Personal information
- Nationality: Canadian
- Born: 1950 or 1951 (age 74–75)

Sport
- Country: Canada
- Sport: Swimming

Medal record
Athletics at the Summer Paralympics
Representing Canada
Paralympics
| Bronze medal – third place | 1968 Tel Aviv | Women's 50m breaststroke class 3 incomplete |
| Bronze medal – third place | 1968 Tel Aviv | Women's 100m breaststroke open |
| Silver medal – second place | 1968 Tel Aviv | Women's 50m backstroke class 3 incomplete |

= Karen McPherson (swimmer) =

Canadian Paralympic swimmer

Karen McPherson (born in 1951) is a Canadian retired Paralympic athlete. She won three medals in swimming events at the 1968 Summer Paralympics, held in Tel Aviv.

== Early life ==
McPherson became paraplegic in infancy, after surviving polio.

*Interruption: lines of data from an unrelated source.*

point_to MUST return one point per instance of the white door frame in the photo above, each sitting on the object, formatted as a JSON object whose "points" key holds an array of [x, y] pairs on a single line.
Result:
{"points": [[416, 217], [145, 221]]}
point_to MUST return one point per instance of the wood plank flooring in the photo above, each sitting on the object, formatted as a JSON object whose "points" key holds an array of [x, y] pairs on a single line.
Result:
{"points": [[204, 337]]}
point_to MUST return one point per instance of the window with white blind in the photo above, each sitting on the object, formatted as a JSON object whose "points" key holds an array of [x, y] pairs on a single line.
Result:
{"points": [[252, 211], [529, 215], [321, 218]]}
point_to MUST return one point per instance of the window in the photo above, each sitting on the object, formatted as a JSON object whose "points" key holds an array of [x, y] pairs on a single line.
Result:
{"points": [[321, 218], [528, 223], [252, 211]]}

She used arm crutches, leg braces, and a wheelchair. She was a student at Vancouver's Little Flower Academy, and attended Vancouver City College.

== Swimming career ==
McPherson competed in the first Pan American Wheelchair Games, held in Winnipeg in 1967, and won seven gold medals in swimming events. She won three medals in the 1968 Summer Paralympics, held in Tel Aviv. She was the youngest British Columbian on the Canadian national team. In 1969, she swam on a relay team with Gwen John, Hilda Binns, and Elaine Ell, and won seven medals at the Pan-American Wheelchair Games in Buenos Aires. In 1971 she competed in the Western Washington Wheelchair Games in Seattle, setting a record in the backstroke event. In 1973, she broke two national records at the B.C. Wheelchair Games. She held seven national Canadian records in 1974,

McPherson was nominated for Junior Athlete of the Year by the Vancouver Junior Chamber of Commerce in 1969. She was active in the British Columbia Wheelchair Sports Association in its early years.